Now let’s compare the correlations for the MPG variable across the three approaches.

# Extract the first column from each correlation matrix
r_first_col <- r_all_rnd[, 1]
tau_first_col <- tau_all_rnd[, 1]
rho_first_col <- rho_all_rnd[, 1]

# Combine them into a tibble with appropriately named columns
correlation_tibble <- tibble(
  Variable = rownames(r_all_rnd),
  Pearson = r_first_col,
  Kendall = tau_first_col,
  Spearman = rho_first_col
)

# Print the resulting tibble
print(correlation_tibble)
## # A tibble: 11 × 4
##    Variable Pearson Kendall Spearman
##    <chr>      <dbl>   <dbl>    <dbl>
##  1 mpg        1       1        1    
##  2 cyl       -0.852  -0.795   -0.911
##  3 disp      -0.848  -0.768   -0.909
##  4 hp        -0.776  -0.743   -0.895
##  5 drat       0.681   0.465    0.651
##  6 wt        -0.868  -0.728   -0.886
##  7 qsec       0.419   0.315    0.467
##  8 vs         0.664   0.59     0.707
##  9 am         0.6     0.469    0.562
## 10 gear       0.48    0.433    0.543
## 11 carb      -0.551  -0.504   -0.657

Another way to visualize the relationship between two variables is to plot them in a scatterplot. Scatterplots are very useful tools at examining the relationship between two variables.
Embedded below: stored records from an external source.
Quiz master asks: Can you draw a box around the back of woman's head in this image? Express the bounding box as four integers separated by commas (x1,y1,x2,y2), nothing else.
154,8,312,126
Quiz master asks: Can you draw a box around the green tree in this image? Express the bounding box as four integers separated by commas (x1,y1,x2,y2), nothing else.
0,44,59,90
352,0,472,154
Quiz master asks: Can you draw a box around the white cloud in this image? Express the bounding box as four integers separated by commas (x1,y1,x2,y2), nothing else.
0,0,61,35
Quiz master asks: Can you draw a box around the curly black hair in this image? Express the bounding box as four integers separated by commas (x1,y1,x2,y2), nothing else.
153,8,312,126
It can quickly give you a sense about any type of relationship such as linear or some non-normal one.

We will look at a couple of easy ways to produce these graphs. To start we will use the Base R function plot to quickly produce a scatterplot for each of the variable pairs. If you use all the variables, it can be difficult to read as demonstrated in the first table. Good approach for this is to run the plot command first, then choose the variables from what you see that have the appropriate variable type for a scatterplot.
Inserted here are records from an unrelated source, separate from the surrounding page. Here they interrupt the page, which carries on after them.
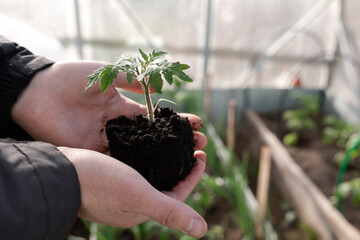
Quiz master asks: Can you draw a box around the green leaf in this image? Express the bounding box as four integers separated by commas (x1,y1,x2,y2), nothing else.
139,48,148,61
150,49,169,60
126,71,134,85
159,61,192,85
162,68,174,85
147,68,163,93
338,182,352,198
283,132,298,146
302,118,316,130
116,54,137,64
84,66,106,92
286,118,302,131
99,65,120,93
282,110,297,121
84,65,120,93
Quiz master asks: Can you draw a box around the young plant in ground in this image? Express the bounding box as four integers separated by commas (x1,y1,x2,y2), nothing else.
84,49,193,124
322,115,360,148
282,93,320,146
332,133,360,212
333,177,360,207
Here, we pick the variables that are continuous or ordinal with what appears to be a relationship with another variable. We also drop the dichotomous variables as they do not reveal as much information about the relationship in a scatterplot.

plot(mtcars)

mtcars_select<-mtcars %>% 
  dplyr::select(mpg, cyl, disp, hp, wt, qsec)

plot(mtcars_select)

#Scatterplot 
scatter_plot <- mtcars %>%
  ggplot(aes(x = hp, y = mpg)) +
  geom_point() +  # Scatter plot points
  labs(
    title = "Scatterplot of MPG & Horsepower from mtcars data",
    x = "Car Horsepower",
    y = "Avg MPF"
  ) +
  theme_minimal()
scatter_plot

#Scatterplot w/Best Fit Line
scatter_plot_bf <- mtcars %>%
  ggplot(aes(x = hp, y = mpg)) +
  geom_point() +  # Scatter plot points
  geom_smooth(method = "lm", se = FALSE, color = "blue") +  # Linear best fit line
  labs(
    title = "Scatterplot of MPG & Horsepower from mtcars data",
    x = "Car Horsepower",
    y = "Avg MPF"
  ) +
  theme_minimal()
scatter_plot_bf
## `geom_smooth()` using formula = 'y ~ x'

###Adding Correlation Coefficient to Graph
pearson_r <- cor(mtcars$mpg, mtcars$hp, method = "pearson")
scatter_plot_r <- mtcars %>%
  ggplot(aes(x = hp, y = mpg)) +
  geom_point() +  # Scatter plot points
  geom_smooth(method = "lm", se = FALSE, color = "blue") +  # Linear best fit line
  labs(
    title = "Scatterplot of MPG & Horsepower from mtcars data",
    x = "Car Horsepower",
    y = "Avg MPF"
  ) +
  theme_minimal()+
  annotate("text", 
           x = max(mtcars$hp) * 0.4, 
           y = min(mtcars$mpg) * 1.2, 
           label = paste("Pearson's r =", round(pearson_r, 2)),
           hjust = 0, vjust = 0.5, 
           size = 4, color = "red")

scatter_plot_r
## `geom_smooth()` using formula = 'y ~ x'

Scatterplots of Different Pearson’s R Correlation Coefficients

To illustrate visually what different scatterplots look like when two continuous variables are correlated at different rates, we can randomly sample two while setting the population correlation to be a specific value. We will do this for 4 Pearson’s R values:

  1. 0 Correlation

  2. .3 Correlation

  3. .6 Correlation

  4. .9 Correlation

The MASS package allows us to simulate variables that are conditionally related - i.e. correlated at pre-specified levels. Because we will be randomly sampling from a population, our pre-specificed correlations will not be exact but should be roughly accurate.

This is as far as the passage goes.